As with any biopharma stock, innovation is a central theme. We are optimistic on the company’s earnings forecasts given the drivers and we will go with a rather high revenue growth over the next decade. There is a continuous flow of innovative products and many in the pipeline, boosting our revenue estimates even further.
Conclusion
The company is also well backed up by the market, with institutions actively buying the stock. Marketbeat has it that analysts have rated the stock at buy going forward, with the price target being consistently upgraded.
The continuing investments that Thermo Fisher Scientific may make in the coming future will further accelerate growth of the company and add value to shareholders. Shareholders got $3.5 billion of stock buybacks and dividends. Overall, we are pleased with the performance of the industry. This is a blue chip stock with vast growth potential as demonstrated in its financials.

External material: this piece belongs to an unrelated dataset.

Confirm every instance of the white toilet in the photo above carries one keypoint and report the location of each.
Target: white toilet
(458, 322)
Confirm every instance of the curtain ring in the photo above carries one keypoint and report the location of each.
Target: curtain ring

Analyst’s Disclosure: I/we have no stock, option or similar derivative position in any of the companies mentioned, and no plans to initiate any such positions within the next 72 hours. I wrote this article myself, and it expresses my own opinions. I am not receiving compensation for it (other than from Seeking Alpha). I have no business relationship with any company whose stock is mentioned in this article.